Dane kierował się swoim wozem na północ Włoch, minął Perugię, Florencję, Bolonię, Padwę i Wenecję i zatrzymał się w Trieście. Ponieważ było to jedno z jego ulubionych miast, pozostał tam dwa dni, a potem ruszył górską drogą do Lublany. Kolejną noc spędził w Zagrzebiu. Jechał dalej wzdłuż wielkiej rzeki Sawy, pośród pól aż niebieskich od kwitnących cykorii, do Belgradu i do Nisu, gdzie zanocował. Potem Macedonia i Skopje, jeszcze w ruinach po trzęsieniu ziemi przed dwoma laty, Titov Veles, miasto urlopowiczów, malownicze ze swoimi tureckimi meczetami i minaretami. W drodze przez Jugosławię odżywiał się bardzo skromnie, nie umiał zasiąść do wystawnego posiłku, gdy miejscowi zadawalali się chlebem.
Granicę grecką przekroczył w Evzone i skierował się do Salonik. Włoskie gazety pełne były informacji o przewrocie przygotowywanym w Grecji. Stojąc w oknie pokoju hotelowego i przyglądając się tysiącom pochodni niespokojnie poruszających się w ciemnościach nocy, cieszył się w duchu, że Justyna nie zdecydowała się z nim jechać.
– Pap-an-dre-u! Pap-an-dre-u! Pap-an-dre-u! – skandował tłum z pochodniami, choć było już dobrze po północy.
Przewrót dokonywał się jedynie w miastach, stanowiących duże skupiska ludzi i biedy. Zaorane pola Tesalii nie zmieniły się zapewne od czasu, gdy legioniści Cezara maszerowali przez spalone rżyska pod Pharsalos, by walczyć z wojskami Pompejusza. Pasterze drzemali w cieniu namiotów ze skóry, bociany stały na jednej nodze w gniazdach na szczytach starych białych domów, wszędzie było przeraźliwie sucho. Ta susza, wysokie czyste niebo, brunatny pejzaż bez drzew przypominały mu Australię. Głęboko odetchnął i uśmiechnął się na myśl o powrocie do domu.

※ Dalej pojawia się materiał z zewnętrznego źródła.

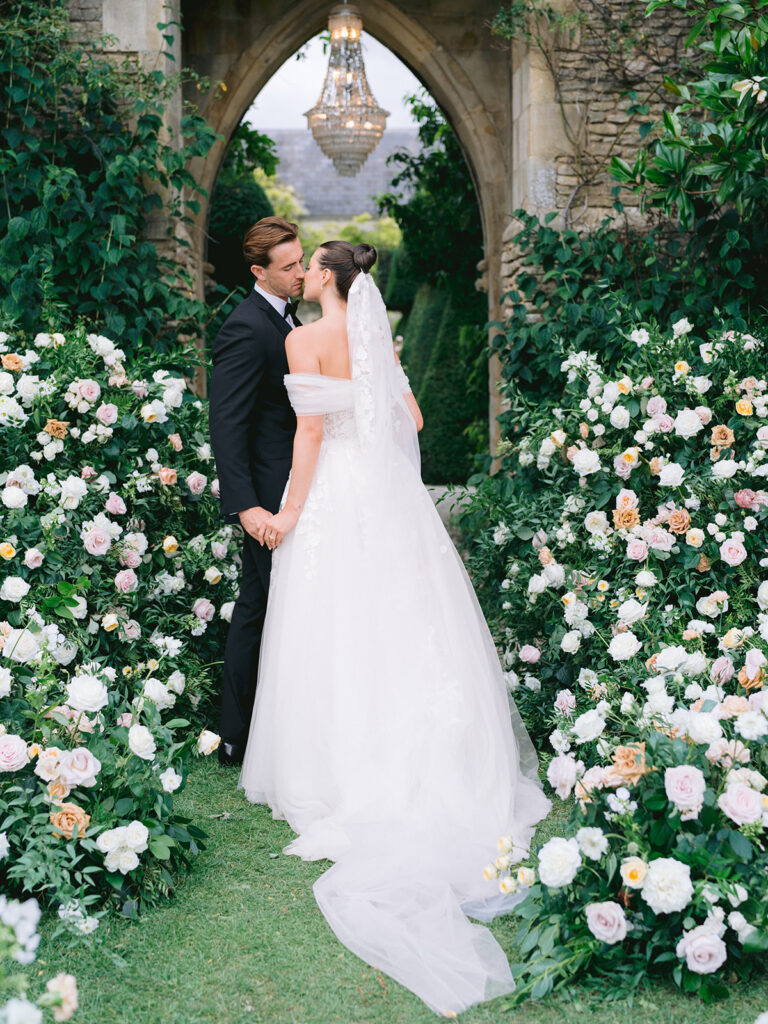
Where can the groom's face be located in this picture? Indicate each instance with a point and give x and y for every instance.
(285, 272)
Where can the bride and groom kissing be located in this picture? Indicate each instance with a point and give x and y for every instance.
(361, 689)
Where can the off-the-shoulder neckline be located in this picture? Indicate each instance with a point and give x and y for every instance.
(328, 377)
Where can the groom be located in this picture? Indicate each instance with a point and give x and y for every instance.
(252, 429)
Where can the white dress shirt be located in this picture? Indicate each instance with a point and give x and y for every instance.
(276, 303)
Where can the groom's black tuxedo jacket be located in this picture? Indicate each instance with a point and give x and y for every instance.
(251, 419)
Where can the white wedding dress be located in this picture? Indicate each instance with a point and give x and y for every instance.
(382, 728)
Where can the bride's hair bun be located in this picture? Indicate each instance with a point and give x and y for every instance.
(364, 256)
(345, 261)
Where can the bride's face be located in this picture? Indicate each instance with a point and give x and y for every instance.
(315, 279)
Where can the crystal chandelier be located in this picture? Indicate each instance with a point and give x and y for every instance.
(346, 122)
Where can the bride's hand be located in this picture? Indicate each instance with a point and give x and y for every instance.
(279, 525)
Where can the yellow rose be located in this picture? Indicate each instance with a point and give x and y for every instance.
(732, 639)
(633, 871)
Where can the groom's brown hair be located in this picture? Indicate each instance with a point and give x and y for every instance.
(265, 235)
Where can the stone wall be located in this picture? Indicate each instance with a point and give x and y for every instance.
(322, 189)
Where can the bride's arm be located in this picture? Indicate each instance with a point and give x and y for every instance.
(305, 448)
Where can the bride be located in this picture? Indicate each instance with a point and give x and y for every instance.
(382, 729)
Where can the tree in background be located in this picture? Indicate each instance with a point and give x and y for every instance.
(434, 203)
(85, 161)
(239, 201)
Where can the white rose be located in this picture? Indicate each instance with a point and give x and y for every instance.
(559, 860)
(170, 780)
(672, 474)
(86, 692)
(596, 522)
(13, 589)
(208, 741)
(589, 726)
(687, 423)
(632, 611)
(624, 646)
(136, 836)
(141, 742)
(586, 461)
(13, 498)
(571, 642)
(724, 469)
(592, 842)
(607, 922)
(667, 887)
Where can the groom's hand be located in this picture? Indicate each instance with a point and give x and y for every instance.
(254, 521)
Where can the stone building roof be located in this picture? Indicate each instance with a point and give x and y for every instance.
(326, 194)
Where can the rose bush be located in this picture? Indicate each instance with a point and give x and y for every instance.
(628, 546)
(117, 584)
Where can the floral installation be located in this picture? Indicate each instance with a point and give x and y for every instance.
(18, 942)
(117, 582)
(631, 602)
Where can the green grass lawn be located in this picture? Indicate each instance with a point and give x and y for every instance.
(245, 943)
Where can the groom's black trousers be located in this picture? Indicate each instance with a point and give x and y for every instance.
(243, 642)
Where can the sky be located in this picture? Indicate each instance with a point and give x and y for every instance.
(297, 85)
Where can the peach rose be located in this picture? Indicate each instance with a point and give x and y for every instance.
(626, 518)
(722, 436)
(167, 476)
(66, 818)
(629, 762)
(679, 520)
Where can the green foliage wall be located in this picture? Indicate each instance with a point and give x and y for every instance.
(84, 161)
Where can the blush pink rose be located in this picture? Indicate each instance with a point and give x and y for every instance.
(115, 505)
(130, 558)
(741, 804)
(637, 549)
(33, 558)
(167, 476)
(96, 541)
(89, 390)
(12, 753)
(607, 922)
(204, 609)
(529, 653)
(721, 671)
(745, 499)
(540, 539)
(732, 552)
(565, 702)
(126, 581)
(107, 414)
(685, 785)
(197, 482)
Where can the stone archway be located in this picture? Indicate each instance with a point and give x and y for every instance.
(242, 45)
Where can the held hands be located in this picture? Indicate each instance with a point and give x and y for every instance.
(279, 525)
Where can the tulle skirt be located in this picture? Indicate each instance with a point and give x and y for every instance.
(383, 731)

Dotarł do morza w okolicach Larisy, zatrzymał samochód i wysiadł. Morze na horyzoncie było ciemne jak wino, a w pobliżu plaż delikatnie niebieskie i czyste. Daleko w dole, wśród zieleni, stała maleńka świątynia z kolumnami, błyszczącą bielą w słońcu, z tyłu – wzgórze, na którego szczycie wyrastała ponura forteca krzyżowców. Grecjo, jesteś piękna, piękniejsza niż Włochy! Muszę to przyznać, choć kocham Włochy.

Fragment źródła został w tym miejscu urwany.